I agree that Julia probably doesn't have a huge advantage, that said, having been stuck with slow Python code before, you're often stuck with rewriting large parts of the system in c++ or another low level language. That's the reality of Python, but at least it's not the most painful thing to do.

[dnautics]

the old joke is "HPC is the art of taking a cpu-bound computation and making it I/O bound".

[repsilat]

It's not an especially weird use of terminology. "I/O bound" means "waiting on reads and/or writes." Cache or RAM or disk, it's all about communication throughput and latency, efficient access patterns etc.

In a compute-bound workload the CPU spends the bulk of its time actually retiring instructions, not stalled waiting on data.

Think about it from the perspective of what the FPU sees -- once it has done that FMA operation, does it have the data it needs to do the next one, or does it need to sit on its hands for a while?
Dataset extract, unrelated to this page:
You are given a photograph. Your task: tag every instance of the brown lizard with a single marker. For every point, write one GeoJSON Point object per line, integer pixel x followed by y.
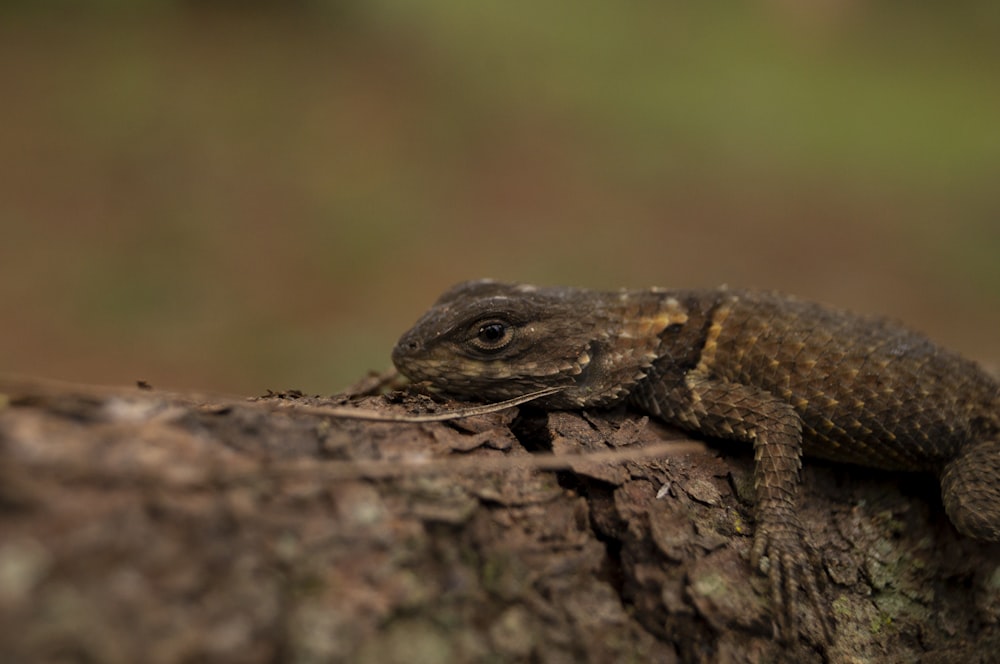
{"type": "Point", "coordinates": [788, 376]}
The cache hierarchy, cache-friendly data structures and algorithms -- they all aim to reduce time spent waiting on IO.

[throwawaymath]

I understand that, but I don't think it's useful to use use the term "I/O" in the theoretical sense of the concurrency problem. It's also not typical nomenclature - for example, see https://stackoverflow.com/questions/868568/what-do-the-terms.... We have terms like "CPU bound", "cache bound", and "memory bound", but we don't really have "disk bound" in common usage. This is because the common usage is "I/O bound".

Theoretically speaking we can model any process as one which has to wait and one which doesn't have to wait. But in modern usage we have a variety of types and speeds for reads and writes. When I/O simply means reads and writes, you lose all the practical granularity you'd otherwise get by decomposing the reads/writes into different bottlenecks. It's philosophically elegant, but practically unhelpful for optimizing HPC and distributed systems when, as the responder said, it's rare to be CPU bound.
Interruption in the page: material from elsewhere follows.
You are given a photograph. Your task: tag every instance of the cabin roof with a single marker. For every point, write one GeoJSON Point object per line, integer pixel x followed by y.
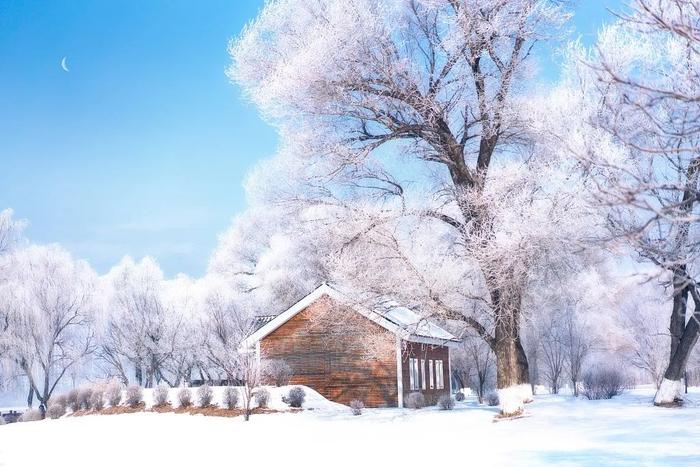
{"type": "Point", "coordinates": [397, 319]}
I also think that the context of my original comment is pretty clearly using I/O in the modern sense of disk usage. Responding with a correction that everything is I/O bound is vacuous, not insightful.

[ChrisRackauckas]

>it's rare to be CPU bound.

Not when solving (partial) differential equations, which is what I am using Julia for.

[repsilat]

Also: CPU-bound problems used to be much more common. We spent a lot of effort making CPUs fast though, and memory access didn't keep up. It's why we have these deep caches, it's why we have out of order execution and speculative branch prediction -- to keep processors fed with data.

Used to be you could count cycles, now that's only really true in the simplest of cases with trivial memory access patterns. Now high-information branches are much more expensive than cycle counting would have us believe, ditto pointer-chasing.